The self-force program aims at accurately modeling relativistic two-body systems with a small mass ratio (SMR). In the context of the effective-one-body (EOB) framework, current results from this program can be used to determine the effective metric components at linear order in the mass ratio, resumming post-Newtonian (PN) dynamics around the test-particle limit in the process. It was shown in [Akcay et al., Phys. Rev. D 86 (2012)] that, in the original (standard) EOB gauge, the SMR contribution to the metric component $g^\text{eff}_{tt}$ exhibits a coordinate singularity at the light-ring (LR) radius. In this paper, we adopt a different gauge for the EOB dynamics and obtain a Hamiltonian that is free of poles at the LR, with complete circular-orbit information at linear order in the mass ratio and non-circular-orbit and higher-order-in-mass-ratio terms up to 3PN order.

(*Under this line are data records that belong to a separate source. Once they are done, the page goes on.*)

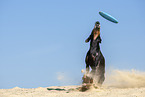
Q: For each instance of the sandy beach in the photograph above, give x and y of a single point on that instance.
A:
(117, 84)
(67, 91)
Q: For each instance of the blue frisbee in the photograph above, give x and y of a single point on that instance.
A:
(108, 17)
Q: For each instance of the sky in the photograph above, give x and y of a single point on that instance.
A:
(42, 42)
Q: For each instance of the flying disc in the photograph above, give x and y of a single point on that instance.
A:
(108, 17)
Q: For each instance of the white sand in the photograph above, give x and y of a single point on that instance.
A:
(43, 92)
(117, 84)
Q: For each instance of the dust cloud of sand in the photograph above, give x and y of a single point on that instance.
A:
(125, 79)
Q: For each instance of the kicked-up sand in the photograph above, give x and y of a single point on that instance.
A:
(117, 84)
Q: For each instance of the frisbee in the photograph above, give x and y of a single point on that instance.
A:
(108, 17)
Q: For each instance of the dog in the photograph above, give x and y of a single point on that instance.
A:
(95, 58)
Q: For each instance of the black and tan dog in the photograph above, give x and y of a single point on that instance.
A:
(94, 58)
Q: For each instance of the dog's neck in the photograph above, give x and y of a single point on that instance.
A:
(96, 33)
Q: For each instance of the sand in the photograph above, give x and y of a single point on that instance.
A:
(117, 84)
(67, 91)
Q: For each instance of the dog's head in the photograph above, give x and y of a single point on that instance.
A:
(97, 25)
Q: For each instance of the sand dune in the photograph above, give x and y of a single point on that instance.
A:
(117, 84)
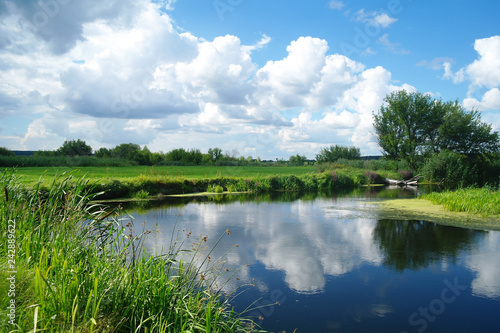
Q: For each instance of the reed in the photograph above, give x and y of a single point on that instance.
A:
(81, 270)
(483, 201)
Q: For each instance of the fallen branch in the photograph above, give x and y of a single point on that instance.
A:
(410, 182)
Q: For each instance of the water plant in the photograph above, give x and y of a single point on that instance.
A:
(80, 269)
(484, 201)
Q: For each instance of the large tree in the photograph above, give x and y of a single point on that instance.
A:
(411, 125)
(333, 153)
(74, 148)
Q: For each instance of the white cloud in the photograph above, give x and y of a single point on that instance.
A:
(336, 4)
(393, 47)
(285, 83)
(128, 75)
(375, 18)
(489, 101)
(485, 71)
(482, 74)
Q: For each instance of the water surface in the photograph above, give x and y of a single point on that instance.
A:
(333, 264)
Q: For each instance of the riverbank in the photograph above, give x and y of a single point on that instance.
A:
(69, 266)
(466, 208)
(143, 182)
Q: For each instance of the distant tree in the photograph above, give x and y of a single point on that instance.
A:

We confirm the absence of the LR-divergence in such an EOB Hamiltonian via plunging trajectories through the LR radius. Moreover, we compare the binding energies and inspiral waveforms of EOB models with SMR, PN and mixed SMR-3PN information on a quasi-circular inspiral against numerical-relativity predictions. We find good agreement between NR simulations and EOB models with SMR-3PN information for both equal and unequal mass ratios. In particular, when compared to EOB inspiral waveforms with only 3PN information, EOB Hamiltonians with SMR-3PN information improves the modeling of binary systems with small mass ratios $q \lesssim 1/3$, with a dephasing accumulated in $\sim$30 gravitational-wave (GW) cycles being of the order of few hundredths of a radian up to 4 GW cycles before merger.